After 72 hours, they warmed you up, and we were able to hold you. We were over the moon happy to finally have you in our arms. They did an MRI of your brain to see if you had any damaged cells, but everything was completely normal. When the doctor came to tell us the results, I just nodded and said OK, Because I always knew you would be completely fine. We spent a couple more days in the hospital making sure everything was fine, and working on feeding you. Those few days were excruciating. We often couldn’t pick you up without calling a nurse first. It was crazy, you were our baby, and we wanted to hold you! Your Dad and I were brand new parents, and we were just trying to figure it out, but doing that in the NICU was like being in a fish bowl. We were so ready to take you home, and I know you were ready too.
Finally, after eight days, we took you home. You were 7 pounds 6 ounces, and 19 ¾ inches with wisps of copper red hair. You were strong and had wide blue eyes. I introduced you to your cats.

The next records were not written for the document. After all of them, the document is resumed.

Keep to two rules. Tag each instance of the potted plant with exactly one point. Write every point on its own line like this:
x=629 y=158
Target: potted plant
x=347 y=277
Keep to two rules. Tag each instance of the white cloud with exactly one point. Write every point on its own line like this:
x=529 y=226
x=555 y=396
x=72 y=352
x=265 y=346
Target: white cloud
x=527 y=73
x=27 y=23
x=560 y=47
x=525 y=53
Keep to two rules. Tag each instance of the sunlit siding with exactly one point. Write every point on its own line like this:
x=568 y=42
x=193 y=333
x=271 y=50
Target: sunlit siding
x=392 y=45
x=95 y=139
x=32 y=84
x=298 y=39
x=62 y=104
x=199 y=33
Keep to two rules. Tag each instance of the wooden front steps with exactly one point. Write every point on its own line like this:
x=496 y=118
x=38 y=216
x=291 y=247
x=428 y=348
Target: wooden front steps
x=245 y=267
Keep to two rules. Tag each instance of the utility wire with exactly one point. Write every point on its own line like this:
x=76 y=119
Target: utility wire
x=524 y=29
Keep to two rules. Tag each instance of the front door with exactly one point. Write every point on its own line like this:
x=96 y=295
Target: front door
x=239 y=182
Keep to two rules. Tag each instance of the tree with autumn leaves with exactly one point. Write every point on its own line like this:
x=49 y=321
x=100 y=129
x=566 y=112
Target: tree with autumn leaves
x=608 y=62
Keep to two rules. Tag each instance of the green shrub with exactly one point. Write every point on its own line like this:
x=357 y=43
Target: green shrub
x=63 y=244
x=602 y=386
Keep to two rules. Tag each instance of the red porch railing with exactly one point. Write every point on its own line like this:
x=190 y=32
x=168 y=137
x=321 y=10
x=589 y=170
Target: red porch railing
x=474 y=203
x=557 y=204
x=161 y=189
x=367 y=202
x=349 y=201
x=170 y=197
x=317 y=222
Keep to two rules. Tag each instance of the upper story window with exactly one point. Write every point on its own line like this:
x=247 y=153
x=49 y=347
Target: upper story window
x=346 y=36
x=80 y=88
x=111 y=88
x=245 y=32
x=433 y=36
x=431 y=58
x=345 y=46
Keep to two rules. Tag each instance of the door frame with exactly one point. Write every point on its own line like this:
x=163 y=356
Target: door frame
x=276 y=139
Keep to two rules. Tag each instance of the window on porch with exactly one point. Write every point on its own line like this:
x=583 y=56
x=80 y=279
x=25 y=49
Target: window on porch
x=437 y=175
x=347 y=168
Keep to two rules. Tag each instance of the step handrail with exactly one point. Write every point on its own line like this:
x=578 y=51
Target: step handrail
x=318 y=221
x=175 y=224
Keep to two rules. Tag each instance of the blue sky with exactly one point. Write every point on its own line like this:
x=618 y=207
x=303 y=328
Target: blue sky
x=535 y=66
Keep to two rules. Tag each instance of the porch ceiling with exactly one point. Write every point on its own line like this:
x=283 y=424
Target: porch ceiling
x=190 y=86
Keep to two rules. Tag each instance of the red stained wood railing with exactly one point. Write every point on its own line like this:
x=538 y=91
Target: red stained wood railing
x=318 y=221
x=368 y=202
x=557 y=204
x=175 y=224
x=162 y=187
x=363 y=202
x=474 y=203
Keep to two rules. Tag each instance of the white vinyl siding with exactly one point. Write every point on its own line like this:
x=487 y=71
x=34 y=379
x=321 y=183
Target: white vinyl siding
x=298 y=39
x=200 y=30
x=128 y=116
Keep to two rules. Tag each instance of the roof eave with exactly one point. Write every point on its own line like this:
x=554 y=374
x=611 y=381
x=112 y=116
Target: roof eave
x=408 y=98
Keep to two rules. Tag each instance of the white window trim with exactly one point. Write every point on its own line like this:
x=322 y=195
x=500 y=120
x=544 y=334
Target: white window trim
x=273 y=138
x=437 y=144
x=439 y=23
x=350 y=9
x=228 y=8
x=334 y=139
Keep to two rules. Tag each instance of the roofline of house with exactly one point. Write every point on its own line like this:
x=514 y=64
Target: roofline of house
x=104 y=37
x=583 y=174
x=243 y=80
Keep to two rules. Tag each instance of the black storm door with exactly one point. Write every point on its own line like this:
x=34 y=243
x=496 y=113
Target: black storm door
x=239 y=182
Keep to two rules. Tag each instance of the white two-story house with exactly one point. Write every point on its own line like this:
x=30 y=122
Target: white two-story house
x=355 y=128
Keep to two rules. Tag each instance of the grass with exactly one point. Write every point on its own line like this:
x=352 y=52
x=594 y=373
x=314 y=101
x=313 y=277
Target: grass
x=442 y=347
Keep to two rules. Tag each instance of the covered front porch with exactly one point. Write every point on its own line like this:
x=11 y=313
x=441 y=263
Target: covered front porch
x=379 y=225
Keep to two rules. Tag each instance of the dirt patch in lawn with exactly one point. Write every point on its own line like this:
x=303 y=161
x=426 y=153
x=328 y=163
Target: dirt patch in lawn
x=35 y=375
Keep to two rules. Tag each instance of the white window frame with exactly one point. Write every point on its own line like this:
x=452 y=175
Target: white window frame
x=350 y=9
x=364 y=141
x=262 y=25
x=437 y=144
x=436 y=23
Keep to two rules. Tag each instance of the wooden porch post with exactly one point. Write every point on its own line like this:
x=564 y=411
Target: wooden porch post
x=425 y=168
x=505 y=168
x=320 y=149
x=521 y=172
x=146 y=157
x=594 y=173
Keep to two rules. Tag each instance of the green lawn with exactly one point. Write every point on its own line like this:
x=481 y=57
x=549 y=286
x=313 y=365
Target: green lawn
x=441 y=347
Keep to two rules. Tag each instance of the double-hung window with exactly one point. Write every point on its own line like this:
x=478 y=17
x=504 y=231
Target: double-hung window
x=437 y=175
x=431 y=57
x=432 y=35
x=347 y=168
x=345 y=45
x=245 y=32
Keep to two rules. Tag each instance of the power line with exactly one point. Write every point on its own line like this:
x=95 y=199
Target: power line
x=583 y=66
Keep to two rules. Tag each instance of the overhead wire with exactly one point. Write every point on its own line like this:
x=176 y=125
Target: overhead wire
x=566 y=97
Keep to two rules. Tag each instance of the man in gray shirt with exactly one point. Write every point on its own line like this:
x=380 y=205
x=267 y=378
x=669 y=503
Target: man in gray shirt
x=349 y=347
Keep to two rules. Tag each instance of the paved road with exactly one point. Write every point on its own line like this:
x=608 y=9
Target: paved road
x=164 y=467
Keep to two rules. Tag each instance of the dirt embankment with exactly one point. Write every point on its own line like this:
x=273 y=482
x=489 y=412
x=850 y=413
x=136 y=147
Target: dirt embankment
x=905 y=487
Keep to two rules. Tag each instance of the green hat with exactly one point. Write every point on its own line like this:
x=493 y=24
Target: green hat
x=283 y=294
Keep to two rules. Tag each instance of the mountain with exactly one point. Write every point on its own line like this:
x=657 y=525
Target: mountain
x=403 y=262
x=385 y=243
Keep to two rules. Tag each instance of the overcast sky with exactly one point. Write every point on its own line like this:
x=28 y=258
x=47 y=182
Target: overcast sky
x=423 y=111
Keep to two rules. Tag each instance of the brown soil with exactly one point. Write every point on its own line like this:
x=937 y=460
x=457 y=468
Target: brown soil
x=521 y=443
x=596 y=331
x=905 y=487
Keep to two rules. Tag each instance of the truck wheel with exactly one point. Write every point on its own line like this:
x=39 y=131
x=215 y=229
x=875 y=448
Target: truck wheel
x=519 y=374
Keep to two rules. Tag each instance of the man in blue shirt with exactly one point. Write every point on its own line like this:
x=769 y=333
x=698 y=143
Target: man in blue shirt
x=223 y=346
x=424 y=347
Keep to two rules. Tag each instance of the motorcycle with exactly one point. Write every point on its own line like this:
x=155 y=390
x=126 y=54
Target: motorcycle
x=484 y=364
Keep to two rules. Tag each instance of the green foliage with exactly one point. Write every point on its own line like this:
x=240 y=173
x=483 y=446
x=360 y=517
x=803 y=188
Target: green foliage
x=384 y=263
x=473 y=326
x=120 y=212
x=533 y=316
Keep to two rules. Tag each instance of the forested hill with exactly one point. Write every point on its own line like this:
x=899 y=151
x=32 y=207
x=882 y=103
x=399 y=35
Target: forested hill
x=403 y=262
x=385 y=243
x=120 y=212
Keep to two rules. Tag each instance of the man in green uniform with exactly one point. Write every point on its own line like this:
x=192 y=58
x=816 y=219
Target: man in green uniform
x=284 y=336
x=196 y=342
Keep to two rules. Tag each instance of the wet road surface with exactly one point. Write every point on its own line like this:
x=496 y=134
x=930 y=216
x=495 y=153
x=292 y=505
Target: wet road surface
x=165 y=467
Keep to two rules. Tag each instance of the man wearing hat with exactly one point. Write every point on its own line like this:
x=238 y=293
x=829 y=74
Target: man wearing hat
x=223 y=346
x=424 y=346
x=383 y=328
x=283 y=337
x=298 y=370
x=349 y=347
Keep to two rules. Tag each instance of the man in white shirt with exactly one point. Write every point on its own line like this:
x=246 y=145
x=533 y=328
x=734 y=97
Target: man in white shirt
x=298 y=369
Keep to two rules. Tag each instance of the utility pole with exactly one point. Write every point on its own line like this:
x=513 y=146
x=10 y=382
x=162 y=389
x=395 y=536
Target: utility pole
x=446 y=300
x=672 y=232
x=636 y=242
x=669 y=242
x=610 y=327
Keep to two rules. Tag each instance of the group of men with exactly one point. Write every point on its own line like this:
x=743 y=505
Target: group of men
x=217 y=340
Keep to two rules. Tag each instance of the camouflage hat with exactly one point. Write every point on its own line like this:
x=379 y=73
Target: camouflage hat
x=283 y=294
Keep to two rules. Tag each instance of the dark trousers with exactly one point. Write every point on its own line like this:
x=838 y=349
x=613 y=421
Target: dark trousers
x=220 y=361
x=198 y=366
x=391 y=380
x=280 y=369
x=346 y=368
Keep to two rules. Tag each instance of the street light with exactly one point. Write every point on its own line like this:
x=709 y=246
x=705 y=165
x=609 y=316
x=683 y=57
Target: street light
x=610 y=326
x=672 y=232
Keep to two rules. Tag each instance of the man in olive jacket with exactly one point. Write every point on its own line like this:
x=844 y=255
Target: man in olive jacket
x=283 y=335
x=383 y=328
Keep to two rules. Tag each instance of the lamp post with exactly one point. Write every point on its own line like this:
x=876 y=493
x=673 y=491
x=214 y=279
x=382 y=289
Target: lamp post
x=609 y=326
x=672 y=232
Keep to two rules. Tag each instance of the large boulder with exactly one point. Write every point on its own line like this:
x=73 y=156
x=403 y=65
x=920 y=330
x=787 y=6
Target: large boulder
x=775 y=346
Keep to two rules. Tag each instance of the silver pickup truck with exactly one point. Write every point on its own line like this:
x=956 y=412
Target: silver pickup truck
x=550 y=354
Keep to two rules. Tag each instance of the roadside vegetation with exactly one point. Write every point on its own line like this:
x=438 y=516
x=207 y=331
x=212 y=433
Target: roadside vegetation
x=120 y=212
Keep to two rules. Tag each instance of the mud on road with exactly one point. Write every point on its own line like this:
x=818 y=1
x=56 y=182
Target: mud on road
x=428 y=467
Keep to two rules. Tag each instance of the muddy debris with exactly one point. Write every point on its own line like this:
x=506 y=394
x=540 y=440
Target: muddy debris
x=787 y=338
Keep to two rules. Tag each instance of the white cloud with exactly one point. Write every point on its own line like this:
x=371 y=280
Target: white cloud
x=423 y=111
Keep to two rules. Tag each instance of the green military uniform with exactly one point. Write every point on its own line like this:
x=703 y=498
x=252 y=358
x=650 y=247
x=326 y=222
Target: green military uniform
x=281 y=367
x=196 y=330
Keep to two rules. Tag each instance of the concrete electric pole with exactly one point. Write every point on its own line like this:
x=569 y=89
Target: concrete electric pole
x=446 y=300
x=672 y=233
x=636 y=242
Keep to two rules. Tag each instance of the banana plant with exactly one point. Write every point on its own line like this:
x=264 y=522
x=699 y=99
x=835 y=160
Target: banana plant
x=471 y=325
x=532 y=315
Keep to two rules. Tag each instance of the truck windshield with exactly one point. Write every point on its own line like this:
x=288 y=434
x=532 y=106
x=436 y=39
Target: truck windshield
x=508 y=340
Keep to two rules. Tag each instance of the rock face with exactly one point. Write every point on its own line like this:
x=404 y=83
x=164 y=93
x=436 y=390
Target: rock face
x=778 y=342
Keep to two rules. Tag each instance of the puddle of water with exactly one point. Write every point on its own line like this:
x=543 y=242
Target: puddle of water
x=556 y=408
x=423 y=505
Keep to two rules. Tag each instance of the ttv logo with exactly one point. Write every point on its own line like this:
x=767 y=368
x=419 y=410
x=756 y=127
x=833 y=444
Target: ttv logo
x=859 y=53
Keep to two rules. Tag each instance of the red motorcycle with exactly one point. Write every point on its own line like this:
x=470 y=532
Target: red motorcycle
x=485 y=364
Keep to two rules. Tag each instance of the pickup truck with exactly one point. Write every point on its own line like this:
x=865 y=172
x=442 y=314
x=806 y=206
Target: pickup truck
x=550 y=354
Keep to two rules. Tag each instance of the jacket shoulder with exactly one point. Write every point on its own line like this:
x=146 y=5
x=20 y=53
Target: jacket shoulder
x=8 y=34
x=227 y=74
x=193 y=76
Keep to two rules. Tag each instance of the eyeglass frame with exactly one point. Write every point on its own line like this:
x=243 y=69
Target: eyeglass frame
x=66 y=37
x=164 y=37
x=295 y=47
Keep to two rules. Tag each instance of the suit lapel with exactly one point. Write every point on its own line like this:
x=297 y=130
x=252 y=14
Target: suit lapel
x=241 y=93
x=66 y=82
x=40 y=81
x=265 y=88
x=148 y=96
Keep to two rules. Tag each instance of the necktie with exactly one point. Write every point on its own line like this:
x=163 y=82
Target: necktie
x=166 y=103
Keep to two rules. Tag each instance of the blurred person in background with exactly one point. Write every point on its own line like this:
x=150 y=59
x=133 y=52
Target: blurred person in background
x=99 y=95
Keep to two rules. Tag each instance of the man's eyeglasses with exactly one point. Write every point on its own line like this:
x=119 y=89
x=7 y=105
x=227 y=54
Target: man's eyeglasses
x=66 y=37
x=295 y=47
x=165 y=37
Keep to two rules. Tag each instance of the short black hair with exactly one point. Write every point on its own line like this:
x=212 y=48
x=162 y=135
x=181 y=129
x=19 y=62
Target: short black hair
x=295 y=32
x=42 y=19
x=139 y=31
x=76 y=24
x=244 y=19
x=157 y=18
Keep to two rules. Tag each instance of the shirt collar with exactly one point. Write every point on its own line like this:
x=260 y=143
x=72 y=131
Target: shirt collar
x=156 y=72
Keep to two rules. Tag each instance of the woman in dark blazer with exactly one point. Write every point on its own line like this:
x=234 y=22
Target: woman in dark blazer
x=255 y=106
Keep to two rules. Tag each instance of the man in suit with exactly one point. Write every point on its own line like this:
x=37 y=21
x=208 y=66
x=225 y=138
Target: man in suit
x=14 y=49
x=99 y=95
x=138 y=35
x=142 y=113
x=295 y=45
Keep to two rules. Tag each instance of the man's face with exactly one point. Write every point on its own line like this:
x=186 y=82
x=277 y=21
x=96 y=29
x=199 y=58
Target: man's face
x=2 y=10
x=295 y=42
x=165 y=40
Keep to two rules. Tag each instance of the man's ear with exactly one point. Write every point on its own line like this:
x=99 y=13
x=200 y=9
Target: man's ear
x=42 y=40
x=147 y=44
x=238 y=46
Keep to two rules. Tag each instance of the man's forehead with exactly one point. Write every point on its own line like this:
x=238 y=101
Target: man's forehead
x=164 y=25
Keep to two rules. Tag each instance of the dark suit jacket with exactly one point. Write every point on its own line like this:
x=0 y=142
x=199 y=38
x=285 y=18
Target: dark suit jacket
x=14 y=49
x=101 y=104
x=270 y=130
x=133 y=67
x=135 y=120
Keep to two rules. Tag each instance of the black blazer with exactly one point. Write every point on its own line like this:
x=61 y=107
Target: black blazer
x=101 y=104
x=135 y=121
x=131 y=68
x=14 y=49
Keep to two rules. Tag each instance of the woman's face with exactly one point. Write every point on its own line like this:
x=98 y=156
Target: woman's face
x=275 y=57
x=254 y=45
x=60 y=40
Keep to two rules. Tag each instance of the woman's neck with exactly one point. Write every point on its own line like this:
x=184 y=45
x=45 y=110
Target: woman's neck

I’ll always wonder if I made the right choice to deliver you vaginally. Initially I was overcome with guilt and shame, I felt selfish. I wondered what I did wrong, why I couldn’t push you out faster. I was unsure I’d be able to cope with the pain I was feeling. Many people were skeptical of our choice, I was very afraid of what people would think when I told them what happened. I didn’t want to be judged, not when I was already feeling so vulnerable. I spoke with Dr. Hartung while we were in NICU. I asked what happened, why you came out with an Apgar score of 1? He didn’t know, he said your delivery was fine, it wasn’t too slow, your head didn’t get stuck, your heart tones were healthy. He told me again this was one of the risks for breech babies, and it could just as well have happened if I had a c-section. He reminded me that the long term outcomes are the same as non-breech babies. He might have been the only other person as confident as me that you would be just fine. As the days go by and I see how strong and bright you are, and as you meet your milestones weeks early, I feel assured that my gut was always right. You are and will be just fine.